Every significant work on material inequality in the 21st century owes a great deal to Amartya Sen. Dr. Sen argues that while famine may represent an acute deficiency of eatables, it rarely results from a mere shortage of food. To understand the reasons behind widespread hunger, one must examine the failings of the moral economy that manages the competing demands on limited resources.
The core issue is severe material inequality spread by a pro-business social setup. Incremental adjustments to production and distribution systems are insufficient remedies according to Dr. Sen. It is imperative to rectify the relationships among various economic actors to address this issue fundamentally. And capitalism is failing to provide that setup now.
Rudolf Rocker, the German writer and libertarian socialist, asserts, “I am an anarchist not because anarchy is the final goal, but rather because there is no such thing as a final goal.” This underscores the evolving critique of capitalism as seen through the socio-economic trajectories of Pakistan and America. Both nations, despite their contrasting political spectra, illustrate Karl Marx’s theory of linear collapse, which posits that capitalist economies are doomed to fail due to inherent systemic contradictions.

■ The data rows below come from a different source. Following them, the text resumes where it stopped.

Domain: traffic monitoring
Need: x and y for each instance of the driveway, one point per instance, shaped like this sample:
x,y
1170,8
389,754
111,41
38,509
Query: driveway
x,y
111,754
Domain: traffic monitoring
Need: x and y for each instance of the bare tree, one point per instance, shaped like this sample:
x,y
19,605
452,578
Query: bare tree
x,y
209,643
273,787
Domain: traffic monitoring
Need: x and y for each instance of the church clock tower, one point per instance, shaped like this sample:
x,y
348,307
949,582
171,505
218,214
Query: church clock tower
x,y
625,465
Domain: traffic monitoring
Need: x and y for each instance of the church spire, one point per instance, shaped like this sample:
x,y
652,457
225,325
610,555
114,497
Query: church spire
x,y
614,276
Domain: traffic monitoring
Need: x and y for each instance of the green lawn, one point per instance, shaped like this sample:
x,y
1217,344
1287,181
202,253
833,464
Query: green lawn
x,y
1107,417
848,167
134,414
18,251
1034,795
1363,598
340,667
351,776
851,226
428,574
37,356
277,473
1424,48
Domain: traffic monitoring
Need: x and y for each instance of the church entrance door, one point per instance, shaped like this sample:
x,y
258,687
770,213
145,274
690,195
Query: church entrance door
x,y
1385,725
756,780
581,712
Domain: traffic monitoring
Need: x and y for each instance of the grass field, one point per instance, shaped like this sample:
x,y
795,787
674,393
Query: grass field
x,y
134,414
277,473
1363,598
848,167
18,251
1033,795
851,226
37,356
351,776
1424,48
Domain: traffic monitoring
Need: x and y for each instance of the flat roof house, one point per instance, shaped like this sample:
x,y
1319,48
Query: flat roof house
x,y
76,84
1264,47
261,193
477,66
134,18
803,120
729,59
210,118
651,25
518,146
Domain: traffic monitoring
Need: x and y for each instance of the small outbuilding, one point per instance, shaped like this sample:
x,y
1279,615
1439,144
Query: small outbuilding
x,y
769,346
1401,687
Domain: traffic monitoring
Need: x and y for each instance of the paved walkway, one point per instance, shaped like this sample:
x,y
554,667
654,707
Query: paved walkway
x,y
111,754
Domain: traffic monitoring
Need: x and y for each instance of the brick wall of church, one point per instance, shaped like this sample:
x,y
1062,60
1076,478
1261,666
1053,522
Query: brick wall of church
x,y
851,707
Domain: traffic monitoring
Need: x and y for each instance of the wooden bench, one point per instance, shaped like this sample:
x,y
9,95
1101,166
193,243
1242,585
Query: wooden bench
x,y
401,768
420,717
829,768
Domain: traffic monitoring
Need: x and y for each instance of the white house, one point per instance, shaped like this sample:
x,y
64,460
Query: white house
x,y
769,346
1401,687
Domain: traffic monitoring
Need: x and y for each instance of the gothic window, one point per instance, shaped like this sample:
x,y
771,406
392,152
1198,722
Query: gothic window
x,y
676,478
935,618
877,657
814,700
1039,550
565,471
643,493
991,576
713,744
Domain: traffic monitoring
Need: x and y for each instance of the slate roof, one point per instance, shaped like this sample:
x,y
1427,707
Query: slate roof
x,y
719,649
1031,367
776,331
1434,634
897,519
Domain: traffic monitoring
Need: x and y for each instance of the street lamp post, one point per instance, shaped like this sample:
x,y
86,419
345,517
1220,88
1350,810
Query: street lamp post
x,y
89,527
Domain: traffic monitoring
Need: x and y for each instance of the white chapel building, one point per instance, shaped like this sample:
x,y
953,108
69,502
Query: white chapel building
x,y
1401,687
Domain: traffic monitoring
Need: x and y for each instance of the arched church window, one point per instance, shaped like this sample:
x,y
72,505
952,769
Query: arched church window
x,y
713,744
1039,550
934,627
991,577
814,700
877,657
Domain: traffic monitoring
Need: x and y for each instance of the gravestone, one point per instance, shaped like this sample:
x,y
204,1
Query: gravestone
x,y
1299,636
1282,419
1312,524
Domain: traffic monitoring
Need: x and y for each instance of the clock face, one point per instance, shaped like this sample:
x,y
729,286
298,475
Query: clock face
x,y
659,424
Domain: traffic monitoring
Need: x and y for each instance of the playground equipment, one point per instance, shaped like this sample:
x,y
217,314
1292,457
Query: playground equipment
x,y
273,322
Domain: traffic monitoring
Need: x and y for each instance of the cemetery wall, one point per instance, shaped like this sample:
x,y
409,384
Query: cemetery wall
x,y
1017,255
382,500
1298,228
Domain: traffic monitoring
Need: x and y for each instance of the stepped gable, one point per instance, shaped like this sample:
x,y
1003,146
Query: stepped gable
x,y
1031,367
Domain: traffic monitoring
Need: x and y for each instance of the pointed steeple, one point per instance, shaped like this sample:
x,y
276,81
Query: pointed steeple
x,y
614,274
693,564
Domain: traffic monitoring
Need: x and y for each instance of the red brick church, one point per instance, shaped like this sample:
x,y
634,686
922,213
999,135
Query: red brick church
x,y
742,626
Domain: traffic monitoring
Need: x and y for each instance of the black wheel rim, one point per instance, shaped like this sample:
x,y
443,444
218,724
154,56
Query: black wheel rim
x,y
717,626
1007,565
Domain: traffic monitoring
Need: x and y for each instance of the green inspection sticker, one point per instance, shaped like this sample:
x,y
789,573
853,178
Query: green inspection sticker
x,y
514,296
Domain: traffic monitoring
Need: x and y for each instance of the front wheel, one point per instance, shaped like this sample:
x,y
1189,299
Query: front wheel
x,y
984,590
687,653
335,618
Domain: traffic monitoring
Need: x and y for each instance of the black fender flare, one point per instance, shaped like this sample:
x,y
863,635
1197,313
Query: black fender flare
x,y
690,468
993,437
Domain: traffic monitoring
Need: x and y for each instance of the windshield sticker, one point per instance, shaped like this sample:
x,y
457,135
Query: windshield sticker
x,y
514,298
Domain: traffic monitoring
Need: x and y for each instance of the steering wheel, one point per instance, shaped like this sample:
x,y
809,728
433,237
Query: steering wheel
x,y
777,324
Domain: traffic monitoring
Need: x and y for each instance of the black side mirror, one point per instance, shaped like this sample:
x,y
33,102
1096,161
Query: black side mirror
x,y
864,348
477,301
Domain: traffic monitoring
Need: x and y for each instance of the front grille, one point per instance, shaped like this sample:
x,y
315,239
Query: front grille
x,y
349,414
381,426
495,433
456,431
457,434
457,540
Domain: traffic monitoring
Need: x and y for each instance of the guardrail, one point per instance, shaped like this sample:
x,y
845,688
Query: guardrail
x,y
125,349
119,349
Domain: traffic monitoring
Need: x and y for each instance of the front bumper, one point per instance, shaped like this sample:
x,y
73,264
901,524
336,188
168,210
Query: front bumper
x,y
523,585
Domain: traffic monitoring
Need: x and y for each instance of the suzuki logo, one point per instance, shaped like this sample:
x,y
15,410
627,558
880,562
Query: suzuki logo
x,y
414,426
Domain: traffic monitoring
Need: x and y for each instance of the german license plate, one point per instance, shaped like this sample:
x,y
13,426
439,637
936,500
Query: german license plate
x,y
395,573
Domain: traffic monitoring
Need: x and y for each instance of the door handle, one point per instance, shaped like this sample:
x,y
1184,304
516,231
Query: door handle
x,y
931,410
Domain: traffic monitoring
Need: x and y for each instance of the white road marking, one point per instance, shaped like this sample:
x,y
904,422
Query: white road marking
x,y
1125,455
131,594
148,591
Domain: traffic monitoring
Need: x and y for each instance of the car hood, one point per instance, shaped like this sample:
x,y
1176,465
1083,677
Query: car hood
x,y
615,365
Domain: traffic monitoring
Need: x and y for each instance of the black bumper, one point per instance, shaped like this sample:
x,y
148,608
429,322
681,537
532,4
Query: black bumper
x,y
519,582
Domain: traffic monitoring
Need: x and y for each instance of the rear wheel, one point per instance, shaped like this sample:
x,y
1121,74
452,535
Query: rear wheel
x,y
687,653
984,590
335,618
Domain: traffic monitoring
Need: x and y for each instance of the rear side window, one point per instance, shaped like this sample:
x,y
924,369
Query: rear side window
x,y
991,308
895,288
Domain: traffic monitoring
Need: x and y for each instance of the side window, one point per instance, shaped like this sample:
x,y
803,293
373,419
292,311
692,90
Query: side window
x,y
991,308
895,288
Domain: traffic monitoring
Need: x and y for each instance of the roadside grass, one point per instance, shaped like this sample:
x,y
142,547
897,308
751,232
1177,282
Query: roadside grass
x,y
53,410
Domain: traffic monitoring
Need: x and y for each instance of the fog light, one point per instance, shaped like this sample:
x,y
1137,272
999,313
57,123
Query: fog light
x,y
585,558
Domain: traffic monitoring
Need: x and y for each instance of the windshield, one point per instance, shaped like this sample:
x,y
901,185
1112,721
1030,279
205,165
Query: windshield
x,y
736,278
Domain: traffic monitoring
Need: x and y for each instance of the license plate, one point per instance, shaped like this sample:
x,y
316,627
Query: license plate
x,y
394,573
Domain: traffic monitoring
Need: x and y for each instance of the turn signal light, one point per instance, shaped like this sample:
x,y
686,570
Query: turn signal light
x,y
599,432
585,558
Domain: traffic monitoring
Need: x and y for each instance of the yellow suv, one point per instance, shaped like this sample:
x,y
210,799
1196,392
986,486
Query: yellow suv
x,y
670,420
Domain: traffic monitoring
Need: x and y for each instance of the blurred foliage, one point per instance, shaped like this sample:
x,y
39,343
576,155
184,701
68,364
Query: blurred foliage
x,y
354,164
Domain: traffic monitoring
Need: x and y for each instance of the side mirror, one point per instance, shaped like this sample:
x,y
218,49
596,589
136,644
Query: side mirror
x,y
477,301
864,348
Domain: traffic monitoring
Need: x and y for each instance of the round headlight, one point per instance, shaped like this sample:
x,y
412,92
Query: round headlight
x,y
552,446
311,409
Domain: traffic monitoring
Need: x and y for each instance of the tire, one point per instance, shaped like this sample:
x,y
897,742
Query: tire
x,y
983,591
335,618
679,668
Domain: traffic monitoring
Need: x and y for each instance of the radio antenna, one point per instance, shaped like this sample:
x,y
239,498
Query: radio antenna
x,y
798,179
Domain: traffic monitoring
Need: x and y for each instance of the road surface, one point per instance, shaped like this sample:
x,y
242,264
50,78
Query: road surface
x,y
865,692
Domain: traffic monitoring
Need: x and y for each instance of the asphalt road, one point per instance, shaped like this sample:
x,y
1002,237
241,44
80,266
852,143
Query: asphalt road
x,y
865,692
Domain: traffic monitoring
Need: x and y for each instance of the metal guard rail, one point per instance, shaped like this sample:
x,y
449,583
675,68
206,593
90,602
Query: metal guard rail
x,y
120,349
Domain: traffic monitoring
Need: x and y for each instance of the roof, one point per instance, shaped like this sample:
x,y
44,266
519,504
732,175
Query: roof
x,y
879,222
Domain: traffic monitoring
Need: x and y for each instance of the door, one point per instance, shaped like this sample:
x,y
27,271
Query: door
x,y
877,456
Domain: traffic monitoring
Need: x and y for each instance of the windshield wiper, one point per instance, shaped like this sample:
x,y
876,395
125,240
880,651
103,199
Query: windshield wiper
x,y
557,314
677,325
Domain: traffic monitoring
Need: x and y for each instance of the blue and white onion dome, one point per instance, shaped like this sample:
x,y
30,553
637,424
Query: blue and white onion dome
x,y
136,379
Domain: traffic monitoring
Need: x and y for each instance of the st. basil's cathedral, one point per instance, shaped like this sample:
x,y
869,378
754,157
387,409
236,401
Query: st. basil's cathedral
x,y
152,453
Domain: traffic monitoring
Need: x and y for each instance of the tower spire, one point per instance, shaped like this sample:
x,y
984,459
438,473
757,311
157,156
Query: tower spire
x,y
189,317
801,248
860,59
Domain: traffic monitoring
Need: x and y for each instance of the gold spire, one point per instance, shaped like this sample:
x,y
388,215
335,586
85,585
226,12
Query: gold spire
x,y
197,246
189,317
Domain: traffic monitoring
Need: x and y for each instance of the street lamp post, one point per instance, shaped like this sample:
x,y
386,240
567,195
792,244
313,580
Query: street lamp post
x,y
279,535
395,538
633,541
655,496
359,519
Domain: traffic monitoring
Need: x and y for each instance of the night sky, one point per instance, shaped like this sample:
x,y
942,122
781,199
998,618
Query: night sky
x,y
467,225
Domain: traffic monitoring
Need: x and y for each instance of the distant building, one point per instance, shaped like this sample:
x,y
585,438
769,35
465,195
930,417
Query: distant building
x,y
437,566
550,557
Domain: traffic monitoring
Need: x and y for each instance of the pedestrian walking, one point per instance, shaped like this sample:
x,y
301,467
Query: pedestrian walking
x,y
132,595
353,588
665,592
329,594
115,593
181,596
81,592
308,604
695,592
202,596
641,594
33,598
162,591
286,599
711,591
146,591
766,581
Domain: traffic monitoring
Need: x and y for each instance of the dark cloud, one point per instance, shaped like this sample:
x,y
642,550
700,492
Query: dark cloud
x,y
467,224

Proponents of capitalism often argue that it was designed to foster competition, but this is no longer the predominant characteristic of the system, which they attribute to societal and human shortcomings. However, as highlighted by Ruchir Sharma, Chairman of Rockefeller International, in his book “What Went Wrong with Capitalism,” the current iteration of capitalism seems to favour large corporations rather than encouraging genuine competitive dynamics. This shift suggests that capitalism, in its current form, may either be overly supportive of big business or validate the Marxist critique of the system. Either way, the future of capitalism appears increasingly uncertain.
A system designed to foster equality and opportunity is now steering toward inequality and disparity. The concentration of wealth and power in the hands of a few not only undermines social cohesion but also erodes democratic values. Furthermore, capitalism’s relentless focus on growth and profit often comes at the expense of the environment, and the “decoupling” of economic development from environmental degradation remains a distant prospect.
For now, the current socio-economic landscape looms large with the question: Is capitalism failing? The evidence is compelling. In both Pakistan and America, we witness a system struggling under the weight of its contradictions. What was once hailed as the pinnacle of economic progress now reveals cracks in its foundation. As we grapple with these realities, it becomes increasingly clear that a transformative shift is needed. The answer may not lie in abandoning capitalism but in reimagining it to better serve the majority, ensuring that the dream of prosperity becomes a reality for everyone.
The writer is a freelance columnist.